Tell-alls by parents of disabled kids is a genre now, but when Deaf Like Me first was published, it was an unusual book for the market. The story is of the Spradley family, and daughter Lynn, who is one of many children born Deaf in the US in the late sixties and early seventies, the result of an epidemic of Rubella (German Measles).
At the time Lynn's deafness was diagnosed, the common wisdom among hearing professionals was that children born deaf should not be exposed to any kind of sign language, and instead should receive intensive tutoring, even as infants, in speaking and speechreading. Although the tide would turn soon, the Spradleys had no way of anticipating that; they embarked on an odyssey of trying to teach Lynn to speak, and with a hearing aid, and by watching intently, to appear to listen as a hearing child.
After many years of pouring words into Lynn, with the promise from the experts that one day Lynn would finally pour the words back out, the Spradleys are frustrated with not being able to talk to their daughter.
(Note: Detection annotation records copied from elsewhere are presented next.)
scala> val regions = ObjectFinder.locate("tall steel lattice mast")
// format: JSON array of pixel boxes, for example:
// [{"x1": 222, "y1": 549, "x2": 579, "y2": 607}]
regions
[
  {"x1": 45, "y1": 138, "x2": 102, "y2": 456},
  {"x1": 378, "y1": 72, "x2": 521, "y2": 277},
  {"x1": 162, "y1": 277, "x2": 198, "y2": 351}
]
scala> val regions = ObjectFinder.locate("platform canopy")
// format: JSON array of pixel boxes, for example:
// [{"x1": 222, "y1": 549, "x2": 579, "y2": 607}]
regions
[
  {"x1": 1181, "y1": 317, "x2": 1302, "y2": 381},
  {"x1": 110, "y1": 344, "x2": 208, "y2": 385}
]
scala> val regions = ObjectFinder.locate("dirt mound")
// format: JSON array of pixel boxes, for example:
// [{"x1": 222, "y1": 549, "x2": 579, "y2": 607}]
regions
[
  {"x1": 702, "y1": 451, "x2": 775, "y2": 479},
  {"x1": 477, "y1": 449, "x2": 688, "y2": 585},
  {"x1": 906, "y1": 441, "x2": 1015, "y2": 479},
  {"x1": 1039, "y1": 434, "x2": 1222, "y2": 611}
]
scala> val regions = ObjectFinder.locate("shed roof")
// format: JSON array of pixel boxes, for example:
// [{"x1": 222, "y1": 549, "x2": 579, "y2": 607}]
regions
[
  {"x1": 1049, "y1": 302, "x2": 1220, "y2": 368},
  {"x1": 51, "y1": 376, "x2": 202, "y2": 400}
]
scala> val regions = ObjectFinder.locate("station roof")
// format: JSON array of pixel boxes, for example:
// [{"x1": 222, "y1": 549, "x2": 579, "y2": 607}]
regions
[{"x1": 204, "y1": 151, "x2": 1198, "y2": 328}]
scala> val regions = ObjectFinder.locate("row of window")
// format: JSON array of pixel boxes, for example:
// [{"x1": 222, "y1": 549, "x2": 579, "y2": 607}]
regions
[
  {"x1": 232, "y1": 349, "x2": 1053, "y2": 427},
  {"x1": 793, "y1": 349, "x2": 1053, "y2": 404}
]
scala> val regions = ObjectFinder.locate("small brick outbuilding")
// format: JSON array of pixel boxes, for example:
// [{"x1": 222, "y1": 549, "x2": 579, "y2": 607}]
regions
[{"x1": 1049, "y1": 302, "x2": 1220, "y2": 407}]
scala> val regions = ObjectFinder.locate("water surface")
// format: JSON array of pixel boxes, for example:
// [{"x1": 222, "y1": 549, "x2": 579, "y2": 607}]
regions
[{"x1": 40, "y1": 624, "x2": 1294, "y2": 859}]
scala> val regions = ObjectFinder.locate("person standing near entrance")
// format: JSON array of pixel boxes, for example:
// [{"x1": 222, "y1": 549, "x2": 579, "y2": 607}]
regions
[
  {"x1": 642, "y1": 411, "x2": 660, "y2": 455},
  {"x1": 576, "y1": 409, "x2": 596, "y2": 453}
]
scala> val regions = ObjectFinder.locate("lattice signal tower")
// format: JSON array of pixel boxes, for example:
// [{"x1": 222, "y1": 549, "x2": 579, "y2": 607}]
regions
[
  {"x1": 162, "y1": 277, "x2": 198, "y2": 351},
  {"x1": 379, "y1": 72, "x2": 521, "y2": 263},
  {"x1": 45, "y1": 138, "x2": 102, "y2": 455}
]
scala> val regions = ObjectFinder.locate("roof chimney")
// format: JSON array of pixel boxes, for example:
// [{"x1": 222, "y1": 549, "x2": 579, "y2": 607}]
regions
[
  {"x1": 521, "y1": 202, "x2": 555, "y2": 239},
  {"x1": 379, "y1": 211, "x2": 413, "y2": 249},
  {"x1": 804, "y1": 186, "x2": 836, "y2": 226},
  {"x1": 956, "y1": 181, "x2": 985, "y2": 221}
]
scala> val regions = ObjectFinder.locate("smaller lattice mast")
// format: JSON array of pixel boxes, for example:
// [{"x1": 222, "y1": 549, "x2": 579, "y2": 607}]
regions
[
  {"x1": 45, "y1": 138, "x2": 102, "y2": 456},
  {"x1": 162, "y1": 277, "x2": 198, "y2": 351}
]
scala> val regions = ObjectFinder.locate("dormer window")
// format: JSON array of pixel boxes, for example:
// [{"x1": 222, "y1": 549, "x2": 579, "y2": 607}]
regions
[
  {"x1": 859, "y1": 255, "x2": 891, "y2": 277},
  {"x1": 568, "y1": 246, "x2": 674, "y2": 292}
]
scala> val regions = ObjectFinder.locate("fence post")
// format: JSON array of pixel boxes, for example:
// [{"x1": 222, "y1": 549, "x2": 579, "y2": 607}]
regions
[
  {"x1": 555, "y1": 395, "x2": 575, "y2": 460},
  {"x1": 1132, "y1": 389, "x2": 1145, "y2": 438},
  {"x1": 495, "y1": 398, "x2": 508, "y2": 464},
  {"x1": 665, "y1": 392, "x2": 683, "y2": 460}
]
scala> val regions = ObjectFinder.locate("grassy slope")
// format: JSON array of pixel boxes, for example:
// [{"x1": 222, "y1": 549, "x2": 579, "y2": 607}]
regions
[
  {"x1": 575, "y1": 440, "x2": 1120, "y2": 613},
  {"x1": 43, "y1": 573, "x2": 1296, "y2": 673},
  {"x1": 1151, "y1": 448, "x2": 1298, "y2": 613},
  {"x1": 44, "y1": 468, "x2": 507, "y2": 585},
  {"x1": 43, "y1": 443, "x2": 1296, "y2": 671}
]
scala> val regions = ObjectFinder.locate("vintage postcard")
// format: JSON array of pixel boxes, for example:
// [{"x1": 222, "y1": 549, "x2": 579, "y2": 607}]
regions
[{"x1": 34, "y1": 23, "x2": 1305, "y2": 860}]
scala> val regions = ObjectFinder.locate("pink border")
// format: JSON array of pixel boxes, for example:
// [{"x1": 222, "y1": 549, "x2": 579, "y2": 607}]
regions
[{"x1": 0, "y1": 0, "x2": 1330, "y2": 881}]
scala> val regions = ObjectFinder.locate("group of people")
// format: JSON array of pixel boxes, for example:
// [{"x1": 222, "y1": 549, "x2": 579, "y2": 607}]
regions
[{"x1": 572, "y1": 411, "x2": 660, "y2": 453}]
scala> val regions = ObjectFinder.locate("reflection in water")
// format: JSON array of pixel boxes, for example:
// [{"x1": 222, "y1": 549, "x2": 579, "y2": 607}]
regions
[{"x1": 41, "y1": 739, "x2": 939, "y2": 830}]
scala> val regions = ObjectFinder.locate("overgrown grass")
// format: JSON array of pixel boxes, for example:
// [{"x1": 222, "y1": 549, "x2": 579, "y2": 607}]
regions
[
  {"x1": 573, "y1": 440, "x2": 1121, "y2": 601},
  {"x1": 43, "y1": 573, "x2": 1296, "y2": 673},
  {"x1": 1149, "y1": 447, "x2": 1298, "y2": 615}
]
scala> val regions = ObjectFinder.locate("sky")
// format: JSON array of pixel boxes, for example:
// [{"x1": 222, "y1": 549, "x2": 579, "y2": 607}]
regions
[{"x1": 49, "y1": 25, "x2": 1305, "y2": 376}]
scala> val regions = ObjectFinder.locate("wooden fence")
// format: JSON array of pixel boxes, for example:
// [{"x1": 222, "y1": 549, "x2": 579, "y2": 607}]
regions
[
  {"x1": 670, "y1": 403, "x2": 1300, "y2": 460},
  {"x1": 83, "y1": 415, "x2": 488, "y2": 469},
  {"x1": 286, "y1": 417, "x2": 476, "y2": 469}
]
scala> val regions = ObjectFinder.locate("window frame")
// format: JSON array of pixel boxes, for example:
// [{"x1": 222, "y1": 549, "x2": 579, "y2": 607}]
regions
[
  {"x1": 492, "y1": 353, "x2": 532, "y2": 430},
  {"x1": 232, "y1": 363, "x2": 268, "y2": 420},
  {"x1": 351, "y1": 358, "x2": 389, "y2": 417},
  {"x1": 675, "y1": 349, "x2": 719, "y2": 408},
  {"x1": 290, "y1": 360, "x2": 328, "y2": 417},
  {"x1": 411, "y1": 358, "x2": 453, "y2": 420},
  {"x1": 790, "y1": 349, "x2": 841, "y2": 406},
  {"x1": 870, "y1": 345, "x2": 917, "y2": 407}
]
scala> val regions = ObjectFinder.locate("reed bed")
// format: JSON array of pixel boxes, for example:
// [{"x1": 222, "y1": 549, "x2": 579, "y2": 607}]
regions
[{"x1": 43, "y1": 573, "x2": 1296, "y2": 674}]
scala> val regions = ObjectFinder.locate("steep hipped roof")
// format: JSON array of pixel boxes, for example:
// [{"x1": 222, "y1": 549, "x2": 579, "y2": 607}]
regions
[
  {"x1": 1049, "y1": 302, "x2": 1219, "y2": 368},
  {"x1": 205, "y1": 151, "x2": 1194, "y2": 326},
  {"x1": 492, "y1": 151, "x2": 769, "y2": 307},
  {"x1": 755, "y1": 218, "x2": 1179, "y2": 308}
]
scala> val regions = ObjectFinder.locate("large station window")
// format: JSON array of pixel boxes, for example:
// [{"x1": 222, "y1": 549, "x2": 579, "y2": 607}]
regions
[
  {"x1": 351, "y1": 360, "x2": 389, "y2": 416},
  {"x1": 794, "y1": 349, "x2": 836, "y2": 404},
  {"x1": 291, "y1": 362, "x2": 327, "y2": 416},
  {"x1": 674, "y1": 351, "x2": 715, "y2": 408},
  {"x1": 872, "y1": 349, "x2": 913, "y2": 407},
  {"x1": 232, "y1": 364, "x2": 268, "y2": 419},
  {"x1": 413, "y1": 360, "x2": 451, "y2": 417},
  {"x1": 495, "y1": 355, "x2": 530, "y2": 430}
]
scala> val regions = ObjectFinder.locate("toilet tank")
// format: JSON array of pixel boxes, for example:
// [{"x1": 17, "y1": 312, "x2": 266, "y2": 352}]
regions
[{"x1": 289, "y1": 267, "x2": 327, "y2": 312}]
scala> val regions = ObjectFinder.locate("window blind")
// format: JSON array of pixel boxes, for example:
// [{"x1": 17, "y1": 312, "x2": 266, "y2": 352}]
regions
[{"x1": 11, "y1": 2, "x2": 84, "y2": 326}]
Lynn is several years old, and becoming a discipline problem.
Then one day, the Spradleys meet a five year old, signing Deaf child, a child who not only communicates with her parents, but makes jokes. The Spradleys are forced to reconsider years of expert advice balanced against one little girl who can talk to her parents, where their daughter cannot.
How the Spradleys learn to stand on their own, and disregard the experts, even in the face of some heavy censure, is the story of heroism. This is a book to own, because you will want to return to it again and again.